How to Stop a Panic Attack

Janis

By Janis | Updated January 8, 2024

Panic attacks can be both physically and emotionally overwhelming experiences, leaving individuals feeling trapped by intense fear and anxiety. These sudden and severe episodes can strike without warning.

Coping with panic attacks can be challenging, but it is essential to remember that you are not alone in this struggle. 

This article is here to provide valuable insights, strategies, and techniques on how to stop a panic attack, regain control, and find relief when you need it most.

Understanding the triggers, symptoms, and coping mechanisms for panic attacks is crucial, as it empowers individuals to take proactive steps in managing these distressing episodes. 

By learning how to stop a panic attack, you can take a significant step toward living a life less dominated by fear and more enriched with serenity and self-assurance.

What Is a Panic Attack?

A panic attack is a sudden and intense episode of extreme anxiety and fear.

It typically comes on without warning and can last for a brief but distressing period, often peaking within minutes which can be very frightening and may make you feel like you’re losing control, having a heart attack, or even dying.

During a panic attack, individuals may experience a range of physical and emotional symptoms, which can be severe and debilitating.

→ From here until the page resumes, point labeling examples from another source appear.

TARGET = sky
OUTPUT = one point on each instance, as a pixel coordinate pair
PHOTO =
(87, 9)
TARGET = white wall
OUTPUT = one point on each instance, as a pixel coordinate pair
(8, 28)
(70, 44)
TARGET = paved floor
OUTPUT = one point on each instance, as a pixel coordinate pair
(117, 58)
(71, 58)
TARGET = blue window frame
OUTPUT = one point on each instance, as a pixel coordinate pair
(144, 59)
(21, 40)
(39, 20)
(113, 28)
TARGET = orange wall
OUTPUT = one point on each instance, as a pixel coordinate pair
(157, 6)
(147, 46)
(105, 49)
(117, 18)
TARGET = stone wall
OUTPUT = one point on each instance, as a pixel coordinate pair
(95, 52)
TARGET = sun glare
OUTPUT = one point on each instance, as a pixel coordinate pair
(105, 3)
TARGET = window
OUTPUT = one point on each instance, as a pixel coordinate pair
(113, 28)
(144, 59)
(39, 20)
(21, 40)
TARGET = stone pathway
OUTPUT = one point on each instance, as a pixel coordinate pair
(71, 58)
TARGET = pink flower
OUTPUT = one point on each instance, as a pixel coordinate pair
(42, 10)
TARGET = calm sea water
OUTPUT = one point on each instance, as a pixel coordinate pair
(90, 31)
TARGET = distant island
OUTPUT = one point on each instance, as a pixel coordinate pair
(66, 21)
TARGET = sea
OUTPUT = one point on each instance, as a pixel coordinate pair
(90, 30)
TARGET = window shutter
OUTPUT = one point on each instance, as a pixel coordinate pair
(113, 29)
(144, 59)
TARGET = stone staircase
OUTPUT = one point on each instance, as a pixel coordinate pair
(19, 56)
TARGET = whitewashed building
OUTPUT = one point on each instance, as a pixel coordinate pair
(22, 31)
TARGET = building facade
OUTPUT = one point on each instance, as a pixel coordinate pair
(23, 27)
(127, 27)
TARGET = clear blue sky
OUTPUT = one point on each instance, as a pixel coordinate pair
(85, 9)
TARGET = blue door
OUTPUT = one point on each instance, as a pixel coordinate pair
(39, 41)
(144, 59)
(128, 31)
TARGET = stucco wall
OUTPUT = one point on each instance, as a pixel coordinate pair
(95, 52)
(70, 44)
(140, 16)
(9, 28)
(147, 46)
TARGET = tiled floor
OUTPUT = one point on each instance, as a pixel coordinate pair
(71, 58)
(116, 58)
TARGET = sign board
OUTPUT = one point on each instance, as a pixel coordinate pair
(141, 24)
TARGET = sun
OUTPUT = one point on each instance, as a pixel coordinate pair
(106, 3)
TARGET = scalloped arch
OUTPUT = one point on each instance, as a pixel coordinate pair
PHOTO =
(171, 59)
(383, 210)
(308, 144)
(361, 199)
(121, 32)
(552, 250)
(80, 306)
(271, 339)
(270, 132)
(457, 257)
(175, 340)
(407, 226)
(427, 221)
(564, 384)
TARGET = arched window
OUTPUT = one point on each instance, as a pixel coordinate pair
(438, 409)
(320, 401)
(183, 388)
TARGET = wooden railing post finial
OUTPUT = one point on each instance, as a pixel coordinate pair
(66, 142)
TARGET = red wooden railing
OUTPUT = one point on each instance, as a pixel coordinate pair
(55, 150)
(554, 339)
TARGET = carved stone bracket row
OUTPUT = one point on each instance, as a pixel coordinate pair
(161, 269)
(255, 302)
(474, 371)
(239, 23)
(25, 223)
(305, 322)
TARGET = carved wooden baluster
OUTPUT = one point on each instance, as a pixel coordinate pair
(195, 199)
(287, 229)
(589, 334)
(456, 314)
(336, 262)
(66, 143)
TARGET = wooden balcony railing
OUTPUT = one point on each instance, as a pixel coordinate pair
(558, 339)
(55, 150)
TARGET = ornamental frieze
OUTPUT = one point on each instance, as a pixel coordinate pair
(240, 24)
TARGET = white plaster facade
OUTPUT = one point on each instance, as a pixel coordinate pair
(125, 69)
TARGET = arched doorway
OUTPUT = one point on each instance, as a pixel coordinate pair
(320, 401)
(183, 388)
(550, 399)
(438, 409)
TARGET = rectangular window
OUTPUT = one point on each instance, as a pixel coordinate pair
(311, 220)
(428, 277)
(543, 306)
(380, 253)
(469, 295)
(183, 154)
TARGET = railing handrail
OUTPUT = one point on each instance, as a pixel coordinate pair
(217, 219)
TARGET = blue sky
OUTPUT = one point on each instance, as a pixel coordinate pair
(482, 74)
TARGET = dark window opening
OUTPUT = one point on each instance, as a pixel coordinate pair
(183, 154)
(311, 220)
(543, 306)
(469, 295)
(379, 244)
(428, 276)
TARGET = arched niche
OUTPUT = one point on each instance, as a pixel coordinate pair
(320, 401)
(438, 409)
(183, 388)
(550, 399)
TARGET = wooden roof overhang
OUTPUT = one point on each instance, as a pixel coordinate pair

They can be overwhelming and make it difficult for you to regain control of your thoughts and emotions.

Causes of Panic Attacks

While panic attacks can arise unexpectedly, understanding their root causes, which range from genetic factors to environmental triggers, can aid in prevention and management.

Stress

Stress activates the body’s fight-or-flight response, releasing a surge of adrenaline. This heightened state prepares the body to face threats, but chronic exposure to stress can misfire, leading to panic attacks.

Over time, persistent stress may sensitize the brain’s fear response, making individuals more susceptible to exaggerated reactions and potential panic episodes.

Triggers

Triggers are specific situations that evoke panic responses. Identifying these triggers helps in managing and potentially avoiding panic attacks.

Common triggers include crowded places, driving, or public speaking.

Fear of the Unknown

Anxiety disorders involve excessive, persistent worry and fear about everyday situations. Overactivation of the brain’s fear centers can lead to hyperarousal, predisposing individuals to panic attacks.

With this heightened state of alertness, the body can misinterpret minor stressors as significant threats, triggering intense episodes of panic.

Identifying a Panic Attack

Panic attacks manifest through various physical and emotional symptoms. Recognizing these signs is crucial to addressing the panic attack effectively.

Breathing Challenges

One of the hallmark symptoms of a panic attack is the sudden onset of breathing difficulties. People experiencing a panic attack may feel as though they can’t catch their breath or that the air around them is thin. 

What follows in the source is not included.